Even if Trump wins Michigan and Nevada, he can’t win the election without North Carolina and Pennsylvania unless he also gets Wisconsin. That highlights the importance of North Carolina.
However, if you give Trump Wisconsin (or, alternatively, if he flips Minnesota), he wins in the above map even without North Carolina and Pennsylvania.
What are the president’s chances of winning some of these states? He’s been behind in most of the polls in the trifecta of Midwestern states that he won in 2016 — Wisconsin, Michigan and Pennsylvania.

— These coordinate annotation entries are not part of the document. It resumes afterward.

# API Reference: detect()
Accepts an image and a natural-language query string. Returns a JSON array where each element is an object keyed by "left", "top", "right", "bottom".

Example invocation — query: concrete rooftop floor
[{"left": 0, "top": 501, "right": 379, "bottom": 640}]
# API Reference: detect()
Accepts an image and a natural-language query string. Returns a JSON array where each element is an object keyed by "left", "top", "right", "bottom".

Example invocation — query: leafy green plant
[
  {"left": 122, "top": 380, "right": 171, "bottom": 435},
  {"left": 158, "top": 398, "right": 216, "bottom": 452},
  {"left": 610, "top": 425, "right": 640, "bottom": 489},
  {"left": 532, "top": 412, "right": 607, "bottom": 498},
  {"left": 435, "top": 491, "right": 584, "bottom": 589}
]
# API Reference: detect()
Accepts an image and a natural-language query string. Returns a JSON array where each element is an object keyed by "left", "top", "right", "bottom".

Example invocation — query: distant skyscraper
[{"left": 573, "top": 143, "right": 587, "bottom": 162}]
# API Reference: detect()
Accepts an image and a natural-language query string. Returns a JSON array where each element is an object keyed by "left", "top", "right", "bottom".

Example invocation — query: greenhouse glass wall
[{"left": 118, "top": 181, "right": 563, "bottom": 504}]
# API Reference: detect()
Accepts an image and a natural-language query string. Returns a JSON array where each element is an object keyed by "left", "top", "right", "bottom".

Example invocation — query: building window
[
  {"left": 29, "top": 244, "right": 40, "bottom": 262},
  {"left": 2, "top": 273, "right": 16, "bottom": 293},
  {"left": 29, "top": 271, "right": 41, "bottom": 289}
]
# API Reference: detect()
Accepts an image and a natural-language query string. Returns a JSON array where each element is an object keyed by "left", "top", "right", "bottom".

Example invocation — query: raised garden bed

However, some pollsters believe there is a hidden Trump vote of people who aren’t willing to admit they’re voting for the president but do so anyway. Wisconsin is a state that trended Democratic in the lower turnout midterm elections, with a Democratic Governor Tony Evers ousting Republican Scott Walker and a statewide Supreme Court seat going to the Democrat. Michigan has a Democratic governor whose COVID-19 restrictions have caused controversy. Trump visited both states heavily holding large rallies in the waning days of his campaign. Pennsylvania has been in reach of Trump, but Biden has ties to the state and leads in many of the polls. Unrest and looting in Philadelphia after a police shooting brought law-and-order to the forefront in that state as the election came to a close. The same is true in Wisconsin, where arsons occurred in Kenosha, the site of Trump’s final rally in that state.
The bottom line is that Trump’s route to victory lies through at least part of the Midwest if he can’t win North Carolina. He needs to win at least one of the Midwestern states he flipped in 2016 to have a chance at the White House if he doesn’t keep North Carolina (unless he picks up another surprise state somewhere, like Virginia).